Problem
I am trying to apply this simple macro to merge two big sized sheets (around 30000 rows each), but the process is too slow and never ends. The macro works perfectly with smaller sheets. Could you give me any advice for the optimization of my code please ?
My Macro consists in an Userform :
Public listChoice As String
'Using your code to get the sheet names for the ListBox rowsource.
Private Sub UserForm_Activate()
For n = 1 To ActiveWorkbook.Sheets.Count
With SelectSheet
.AddItem ActiveWorkbook.Sheets(n).Name
End With
Next n
End Sub
'Including an update event for the ListBox
Private Sub SelectSheet_AfterUpdate()
listChoice = SelectSheet.Text
End Sub
'Including a test just to demonstrate that the result is still retained. You don't need this, it demonstrates the results on the screenshot.
Private Sub CommandButton1_Click()
Dim sh1 As Worksheet
Dim sh2 As Worksheet
Dim sh3 As Worksheet
Dim lc As String
Dim letter2 As String
Dim letter3 As String
Dim mrgKeyRange1 As Range
Dim mrgKeyRange2 As Range
Dim cell As Range
Dim lastC1 As Integer
Dim lastC2 As Integer
Dim lastC3 As Integer
Dim lrow As Integer
Dim currentR As Integer
Dim key As Variant
lc = listChoice
'closing the UserForm
Unload Me
Set mrgKeyRange1 = Application.InputBox("Select the range by wich the rows of the current sheet will be merged with the sheet " & lc, Type:=8) 'type 8 serve a fargli pigliare un range
Set mrgKeyRange2 = Application.InputBox("Select the corresponding range in " & lc, Type:=8)
Application.ScreenUpdating = False
Application.EnableEvents = False
Application.Calculation = xlCalculationManual 'if there are many calculations, it helps to speed the macro up
Set sh1 = ActiveSheet
Set sh2 = ActiveWorkbook.Sheets(lc)
Set sh3 = Sheets.Add
'renaming the new sheet
If Len(sh1.Name) < 26 Then 'the limit of a sheet's title is 31 chars
sh3.Name = "Merged" & sh1.Name
Else
sh3.Name = "MergedSheet"
End If
'adding the headers to the new sheet
sh1.Rows(1).Copy Destination:=sh3.Rows(1)
lastC1 = LastColumn(sh1)
lastC2 = LastColumn(sh2) 'LastCol() is defined in the module LastRowColumn
lastC3 = LastColumn(sh3) + 1
letter2 = NumberToLetter(lastC2) 'NumberToLetter is described in NumToLet module
sh2.Range("A1:" & letter2 & "1").Copy Destination:=sh3.Cells(1, lastC3)

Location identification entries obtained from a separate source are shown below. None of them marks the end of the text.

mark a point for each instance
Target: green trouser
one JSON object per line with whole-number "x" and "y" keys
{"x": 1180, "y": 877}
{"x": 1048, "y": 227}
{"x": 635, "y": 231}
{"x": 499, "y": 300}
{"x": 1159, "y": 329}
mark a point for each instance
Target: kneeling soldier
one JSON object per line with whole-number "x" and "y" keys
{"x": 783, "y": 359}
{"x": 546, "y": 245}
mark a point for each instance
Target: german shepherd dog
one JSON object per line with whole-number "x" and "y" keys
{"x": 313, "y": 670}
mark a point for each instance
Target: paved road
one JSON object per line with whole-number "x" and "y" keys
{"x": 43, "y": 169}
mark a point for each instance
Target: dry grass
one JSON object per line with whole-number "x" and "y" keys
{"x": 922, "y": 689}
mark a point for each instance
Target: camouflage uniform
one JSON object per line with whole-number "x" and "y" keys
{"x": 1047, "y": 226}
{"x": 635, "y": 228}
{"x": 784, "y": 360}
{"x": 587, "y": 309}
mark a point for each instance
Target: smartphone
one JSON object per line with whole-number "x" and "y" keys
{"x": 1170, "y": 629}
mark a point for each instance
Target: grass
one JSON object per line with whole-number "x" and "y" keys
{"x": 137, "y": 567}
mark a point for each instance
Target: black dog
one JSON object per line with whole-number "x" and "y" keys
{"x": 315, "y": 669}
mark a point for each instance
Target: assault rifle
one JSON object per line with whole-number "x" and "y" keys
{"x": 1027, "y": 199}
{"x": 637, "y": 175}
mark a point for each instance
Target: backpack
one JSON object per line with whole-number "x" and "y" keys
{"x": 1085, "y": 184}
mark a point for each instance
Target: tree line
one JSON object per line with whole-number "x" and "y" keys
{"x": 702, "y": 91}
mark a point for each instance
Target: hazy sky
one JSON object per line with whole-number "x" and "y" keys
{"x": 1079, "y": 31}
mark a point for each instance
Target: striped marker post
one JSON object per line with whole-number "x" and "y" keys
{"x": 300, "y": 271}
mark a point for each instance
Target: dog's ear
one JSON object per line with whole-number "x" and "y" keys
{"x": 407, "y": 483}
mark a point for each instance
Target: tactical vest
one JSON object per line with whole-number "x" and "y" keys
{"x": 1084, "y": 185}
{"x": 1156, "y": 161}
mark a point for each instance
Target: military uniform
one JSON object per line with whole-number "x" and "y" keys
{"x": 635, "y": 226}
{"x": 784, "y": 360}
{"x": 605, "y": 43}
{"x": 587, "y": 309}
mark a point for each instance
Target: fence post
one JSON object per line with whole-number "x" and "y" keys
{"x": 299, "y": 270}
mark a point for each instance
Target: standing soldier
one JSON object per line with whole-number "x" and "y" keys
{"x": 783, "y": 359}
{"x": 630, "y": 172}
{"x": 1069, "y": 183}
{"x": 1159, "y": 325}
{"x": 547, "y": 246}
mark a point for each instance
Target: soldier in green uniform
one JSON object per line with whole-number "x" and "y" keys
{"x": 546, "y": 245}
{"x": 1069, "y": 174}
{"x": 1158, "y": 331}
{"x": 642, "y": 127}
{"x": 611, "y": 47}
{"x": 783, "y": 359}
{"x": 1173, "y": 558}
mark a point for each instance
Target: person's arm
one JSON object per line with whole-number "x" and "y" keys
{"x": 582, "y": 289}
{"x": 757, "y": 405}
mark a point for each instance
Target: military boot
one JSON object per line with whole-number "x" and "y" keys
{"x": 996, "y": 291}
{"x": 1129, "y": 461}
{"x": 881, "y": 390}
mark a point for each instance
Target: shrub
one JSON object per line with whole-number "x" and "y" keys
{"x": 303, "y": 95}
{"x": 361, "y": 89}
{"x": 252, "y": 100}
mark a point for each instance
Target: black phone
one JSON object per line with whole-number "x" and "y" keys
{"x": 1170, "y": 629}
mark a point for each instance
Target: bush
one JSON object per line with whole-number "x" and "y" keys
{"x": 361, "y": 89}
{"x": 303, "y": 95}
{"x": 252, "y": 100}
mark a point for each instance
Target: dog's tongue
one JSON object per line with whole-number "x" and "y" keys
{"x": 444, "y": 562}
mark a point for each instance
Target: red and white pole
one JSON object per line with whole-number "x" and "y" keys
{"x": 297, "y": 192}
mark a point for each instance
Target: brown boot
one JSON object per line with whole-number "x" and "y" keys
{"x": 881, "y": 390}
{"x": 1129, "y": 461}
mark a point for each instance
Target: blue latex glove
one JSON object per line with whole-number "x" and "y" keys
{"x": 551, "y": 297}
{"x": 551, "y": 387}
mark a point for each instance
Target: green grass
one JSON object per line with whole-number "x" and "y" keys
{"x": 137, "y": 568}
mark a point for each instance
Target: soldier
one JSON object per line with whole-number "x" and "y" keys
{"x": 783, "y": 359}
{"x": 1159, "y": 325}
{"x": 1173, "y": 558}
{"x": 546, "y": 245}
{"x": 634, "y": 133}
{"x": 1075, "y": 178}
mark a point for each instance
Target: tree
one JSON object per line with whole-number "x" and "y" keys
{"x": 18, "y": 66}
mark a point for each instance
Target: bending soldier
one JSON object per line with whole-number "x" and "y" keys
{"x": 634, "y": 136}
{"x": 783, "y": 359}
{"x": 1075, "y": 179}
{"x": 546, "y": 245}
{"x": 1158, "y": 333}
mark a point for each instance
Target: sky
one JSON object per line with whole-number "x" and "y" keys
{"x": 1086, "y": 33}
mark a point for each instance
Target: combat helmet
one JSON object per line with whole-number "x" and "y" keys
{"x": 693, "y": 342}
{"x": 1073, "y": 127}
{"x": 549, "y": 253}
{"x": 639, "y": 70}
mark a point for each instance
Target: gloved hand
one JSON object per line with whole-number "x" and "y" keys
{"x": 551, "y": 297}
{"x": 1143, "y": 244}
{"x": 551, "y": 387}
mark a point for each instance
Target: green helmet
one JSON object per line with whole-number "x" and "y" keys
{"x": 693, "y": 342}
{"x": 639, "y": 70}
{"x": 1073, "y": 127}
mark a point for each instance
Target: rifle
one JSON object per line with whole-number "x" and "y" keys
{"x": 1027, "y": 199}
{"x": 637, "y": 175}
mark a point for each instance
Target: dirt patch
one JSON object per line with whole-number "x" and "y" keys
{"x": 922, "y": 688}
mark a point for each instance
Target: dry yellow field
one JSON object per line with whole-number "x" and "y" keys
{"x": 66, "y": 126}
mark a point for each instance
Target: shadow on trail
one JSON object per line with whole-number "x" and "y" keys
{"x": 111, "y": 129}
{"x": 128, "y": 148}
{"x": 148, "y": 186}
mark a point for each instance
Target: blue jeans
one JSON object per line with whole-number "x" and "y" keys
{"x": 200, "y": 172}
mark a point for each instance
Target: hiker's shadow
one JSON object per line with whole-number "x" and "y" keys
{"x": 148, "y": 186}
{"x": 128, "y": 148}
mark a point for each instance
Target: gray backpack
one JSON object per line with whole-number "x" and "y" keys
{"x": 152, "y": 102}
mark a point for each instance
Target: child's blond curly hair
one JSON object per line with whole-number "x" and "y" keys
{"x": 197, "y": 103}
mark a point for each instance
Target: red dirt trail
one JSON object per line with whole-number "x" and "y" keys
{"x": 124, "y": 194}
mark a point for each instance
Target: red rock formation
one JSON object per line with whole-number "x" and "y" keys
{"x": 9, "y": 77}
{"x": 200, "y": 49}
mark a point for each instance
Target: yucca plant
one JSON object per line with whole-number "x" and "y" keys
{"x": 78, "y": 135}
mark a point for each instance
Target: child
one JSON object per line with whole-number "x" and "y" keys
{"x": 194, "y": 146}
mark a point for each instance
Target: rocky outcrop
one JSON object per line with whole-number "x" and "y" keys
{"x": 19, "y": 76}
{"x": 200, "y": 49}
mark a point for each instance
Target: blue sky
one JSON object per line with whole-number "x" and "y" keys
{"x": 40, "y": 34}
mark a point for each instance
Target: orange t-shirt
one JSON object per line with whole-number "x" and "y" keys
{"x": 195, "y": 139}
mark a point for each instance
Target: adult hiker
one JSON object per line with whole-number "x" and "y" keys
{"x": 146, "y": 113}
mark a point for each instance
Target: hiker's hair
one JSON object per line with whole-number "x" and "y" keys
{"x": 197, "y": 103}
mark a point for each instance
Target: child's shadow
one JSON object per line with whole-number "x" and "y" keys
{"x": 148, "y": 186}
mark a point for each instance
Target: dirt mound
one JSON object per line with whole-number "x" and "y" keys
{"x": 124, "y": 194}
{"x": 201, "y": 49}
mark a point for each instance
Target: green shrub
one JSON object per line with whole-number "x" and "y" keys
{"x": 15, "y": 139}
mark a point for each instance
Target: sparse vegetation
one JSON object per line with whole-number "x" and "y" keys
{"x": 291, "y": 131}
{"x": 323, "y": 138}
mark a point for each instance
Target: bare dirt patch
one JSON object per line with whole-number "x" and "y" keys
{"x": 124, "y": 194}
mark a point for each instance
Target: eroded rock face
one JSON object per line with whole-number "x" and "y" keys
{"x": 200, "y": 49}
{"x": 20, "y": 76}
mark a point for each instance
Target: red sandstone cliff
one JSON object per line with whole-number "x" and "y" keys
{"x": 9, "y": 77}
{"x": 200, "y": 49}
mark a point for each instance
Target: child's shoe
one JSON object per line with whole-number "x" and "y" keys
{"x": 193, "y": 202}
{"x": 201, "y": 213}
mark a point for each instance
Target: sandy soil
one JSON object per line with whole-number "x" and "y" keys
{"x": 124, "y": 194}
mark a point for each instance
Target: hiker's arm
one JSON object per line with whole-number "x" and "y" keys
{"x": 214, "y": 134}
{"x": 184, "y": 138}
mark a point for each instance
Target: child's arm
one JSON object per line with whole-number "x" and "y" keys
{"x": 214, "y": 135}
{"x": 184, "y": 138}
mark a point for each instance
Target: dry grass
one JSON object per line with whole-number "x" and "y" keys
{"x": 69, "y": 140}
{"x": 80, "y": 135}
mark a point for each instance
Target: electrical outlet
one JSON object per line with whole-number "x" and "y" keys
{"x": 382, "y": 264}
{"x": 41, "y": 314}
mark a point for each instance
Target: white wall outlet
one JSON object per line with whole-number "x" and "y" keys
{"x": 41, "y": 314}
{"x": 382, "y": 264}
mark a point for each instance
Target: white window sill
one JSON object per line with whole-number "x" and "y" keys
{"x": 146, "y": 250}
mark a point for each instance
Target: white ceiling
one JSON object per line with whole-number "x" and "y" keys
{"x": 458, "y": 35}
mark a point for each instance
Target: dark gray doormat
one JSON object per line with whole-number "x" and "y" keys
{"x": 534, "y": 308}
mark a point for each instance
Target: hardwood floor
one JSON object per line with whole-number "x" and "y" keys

'formatting the headers of the new sheet (sh3)
With sh3
lastC3 = LastColumn(sh3)
letter3 = NumberToLetter(lastC3)
.Cells(1, 1).Copy
.Range("B1:" & letter3 & "1").PasteSpecial Paste:=xlPasteFormats
.Range("A1:" & letter3 & "1").Columns.AutoFit
End With
'>>CR note: the macro begins to be veeeeeery slow starting from here:
'For each value in the Merging Key range, it finds the corresponding row in the other sheet
For Each key In mrgKeyRange1
If Trim(key) <> "" Then
With mrgKeyRange2
Set cell = .Find(What:=key, _
LookIn:=xlValues, _
LookAt:=xlWhole, _
SearchDirection:=xlNext, _
MatchCase:=False)
If Not cell Is Nothing Then
lrow = LastRow(sh3)
key.EntireRow.Copy
sh3.Rows(lrow + 1).PasteSpecial xlPasteValues
currentR = cell.row
sh2.Range("A" & currentR & ":" & letter2 & currentR).Copy
sh3.Cells(lrow + 1, lastC1 + 1).PasteSpecial xlPasteValues
End If
End With
End If
Next
Application.ScreenUpdating = True
Application.EnableEvents = True
Application.Calculation = xlCalculationAutomatic
End Sub
In order to call the userform, I use this very simple code, written in another module:
Sub MergeSheets()
Merge_UserForm.Show vbModeless
End Sub
Here is an example of two sheets that I want to Merge by ID. Normally my sheets contain much more columns and the ID is variable (sometimes are numbers, sometimes strings,…)
Solution
@Mat’sMug does an excellent job with covering the OOP aspects of the code, so I’ll just dive straight into the performance issues.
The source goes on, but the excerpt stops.